By Simon Flint, Bloomberg Markets Live commentator and analyst

The themes of mounting recession risks and declining price pressure – leading to lower rates – are apparent in JP Morgan’s consolidated manufacturing PMIs for June.  The overall manufacturing PMIs showed a falling headline figure, and more depressed new orders. Rapidly improving price data and Supplier Delivery Times (SDTs) undercut inflation fears. In more detail:

The global manufacturing PMI declined by only 0.1 point to 52.2, held up by parts of EM and rogue G-10 countries like Australia.

This figure has been trending lower since May 2021

  • New orders were less encouraging, falling 0.8 points to 50.1. This bodes somewhat ill for the headline number, which has a 20% lagged correlation in changes terms since July 2019
  • Output prices fell to 65.8, decisively lower than the April peak of 69.9, and the largest decline since April 2020
  • SDTs improved sharply with the most rapid rate of improvement since June 2020 and now sit well above the pits of 34.7 in Oct. 2021

The global PMIs have both coincident and leading relationships with 10-year interest rates, suggesting that yields can fall. 

Using data from July 2019 through June 2022, the levels correlation for the headline number, new orders, output prices, and Supplier Delivery Times (SDTs) are 30%, 55%, 63% and -15% respectively (remember SDTs are inverted, so a lower number is more inflationary).

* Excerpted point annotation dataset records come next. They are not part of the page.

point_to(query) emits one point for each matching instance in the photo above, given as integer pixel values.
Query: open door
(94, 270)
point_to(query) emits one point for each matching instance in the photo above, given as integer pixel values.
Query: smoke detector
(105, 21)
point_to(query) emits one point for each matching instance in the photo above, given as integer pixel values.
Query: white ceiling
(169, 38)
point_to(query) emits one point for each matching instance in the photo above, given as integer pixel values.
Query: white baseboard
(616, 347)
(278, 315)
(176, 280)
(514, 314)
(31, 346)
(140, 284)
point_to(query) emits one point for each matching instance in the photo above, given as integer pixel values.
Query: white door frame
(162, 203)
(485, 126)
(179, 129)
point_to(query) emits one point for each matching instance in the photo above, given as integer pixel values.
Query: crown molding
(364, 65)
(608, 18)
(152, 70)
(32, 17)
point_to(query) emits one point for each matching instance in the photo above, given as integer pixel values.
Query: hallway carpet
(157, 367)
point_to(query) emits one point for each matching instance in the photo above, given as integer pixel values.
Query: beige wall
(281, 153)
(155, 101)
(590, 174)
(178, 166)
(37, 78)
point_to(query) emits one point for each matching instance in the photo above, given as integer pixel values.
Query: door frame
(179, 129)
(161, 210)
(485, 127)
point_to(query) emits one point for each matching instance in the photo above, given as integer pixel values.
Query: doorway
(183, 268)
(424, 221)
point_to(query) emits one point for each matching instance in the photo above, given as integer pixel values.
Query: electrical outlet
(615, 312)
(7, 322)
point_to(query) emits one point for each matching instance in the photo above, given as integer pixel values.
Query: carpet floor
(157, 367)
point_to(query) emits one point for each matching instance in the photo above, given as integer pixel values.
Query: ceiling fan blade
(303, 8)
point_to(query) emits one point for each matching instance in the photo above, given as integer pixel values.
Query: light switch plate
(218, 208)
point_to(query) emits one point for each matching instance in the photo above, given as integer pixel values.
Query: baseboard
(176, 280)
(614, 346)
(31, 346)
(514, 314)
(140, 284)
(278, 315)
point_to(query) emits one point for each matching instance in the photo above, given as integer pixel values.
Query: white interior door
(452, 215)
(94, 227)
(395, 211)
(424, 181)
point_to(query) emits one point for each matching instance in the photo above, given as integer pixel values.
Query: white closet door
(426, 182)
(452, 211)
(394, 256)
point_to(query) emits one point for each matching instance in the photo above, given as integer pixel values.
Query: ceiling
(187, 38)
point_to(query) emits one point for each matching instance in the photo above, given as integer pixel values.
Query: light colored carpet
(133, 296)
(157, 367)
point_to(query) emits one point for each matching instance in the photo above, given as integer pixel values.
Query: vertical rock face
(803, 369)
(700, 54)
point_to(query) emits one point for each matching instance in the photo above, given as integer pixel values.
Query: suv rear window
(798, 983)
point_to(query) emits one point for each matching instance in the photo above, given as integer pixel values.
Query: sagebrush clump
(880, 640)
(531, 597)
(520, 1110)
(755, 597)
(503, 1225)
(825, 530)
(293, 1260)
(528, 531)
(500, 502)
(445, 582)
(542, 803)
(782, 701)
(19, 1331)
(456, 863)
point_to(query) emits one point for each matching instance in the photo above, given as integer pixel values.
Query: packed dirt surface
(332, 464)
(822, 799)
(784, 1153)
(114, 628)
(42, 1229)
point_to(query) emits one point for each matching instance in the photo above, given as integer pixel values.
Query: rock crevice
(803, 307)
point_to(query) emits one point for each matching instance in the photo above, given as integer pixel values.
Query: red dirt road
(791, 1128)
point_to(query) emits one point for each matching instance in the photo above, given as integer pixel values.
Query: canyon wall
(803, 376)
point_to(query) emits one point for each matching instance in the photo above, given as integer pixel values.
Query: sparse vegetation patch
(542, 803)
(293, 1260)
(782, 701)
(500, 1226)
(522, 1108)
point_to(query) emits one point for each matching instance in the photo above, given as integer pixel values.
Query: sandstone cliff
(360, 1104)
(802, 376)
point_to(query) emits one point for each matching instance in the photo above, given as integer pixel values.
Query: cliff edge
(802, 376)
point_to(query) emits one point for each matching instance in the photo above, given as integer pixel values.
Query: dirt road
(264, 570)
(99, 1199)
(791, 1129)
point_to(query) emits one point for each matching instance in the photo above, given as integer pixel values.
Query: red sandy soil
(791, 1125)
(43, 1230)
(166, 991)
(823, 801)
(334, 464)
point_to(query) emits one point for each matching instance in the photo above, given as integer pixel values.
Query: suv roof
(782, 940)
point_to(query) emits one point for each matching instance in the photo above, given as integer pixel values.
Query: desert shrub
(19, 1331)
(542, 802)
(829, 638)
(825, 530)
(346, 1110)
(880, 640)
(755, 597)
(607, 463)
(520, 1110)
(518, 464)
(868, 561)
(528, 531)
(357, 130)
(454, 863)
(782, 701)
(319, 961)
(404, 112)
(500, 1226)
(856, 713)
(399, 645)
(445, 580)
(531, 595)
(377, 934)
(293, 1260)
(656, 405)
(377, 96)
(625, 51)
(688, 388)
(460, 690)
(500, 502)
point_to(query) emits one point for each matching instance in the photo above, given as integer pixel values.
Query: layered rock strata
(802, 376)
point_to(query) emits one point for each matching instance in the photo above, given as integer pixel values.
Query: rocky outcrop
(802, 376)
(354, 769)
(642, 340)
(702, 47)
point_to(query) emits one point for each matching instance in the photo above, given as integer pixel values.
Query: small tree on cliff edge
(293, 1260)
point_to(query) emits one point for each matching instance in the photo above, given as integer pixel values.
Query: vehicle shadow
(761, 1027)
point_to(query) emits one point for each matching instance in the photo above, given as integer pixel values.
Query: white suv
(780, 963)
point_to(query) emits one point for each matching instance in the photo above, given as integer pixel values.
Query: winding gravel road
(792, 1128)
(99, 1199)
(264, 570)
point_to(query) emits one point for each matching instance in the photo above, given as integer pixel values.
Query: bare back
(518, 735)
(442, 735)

These correlations tend to rise steadily until the PMIs are lagged by four months.

Readers might immediately think that these figures are blown-up by the Covid shock, making them very unreliable.

But using data from 2015 through 2019, simultaneous changes and lagged correlations with yields are surprisingly high, at least for output prices and SDT. Output prices enjoy an 88% simultaneous correlation in terms of changes and the correlation remains above 40% until the 3rd lag. SDTs start insignificant at -10% (concurrent), but correlations intensify steadily to -43% at a 6-month lag. The headline PMI number correlated by an average of 13% over 1-5 month lags.

This makes sense. The recent focus on inflation risk has been key for rates, and can be immediately felt through higher output prices. SDTs tend to act with a delay, as unresolved supply problems are more gradually pushed into prices. This looks to be borne out by a somewhat lagged relationship between SDTs and output prices.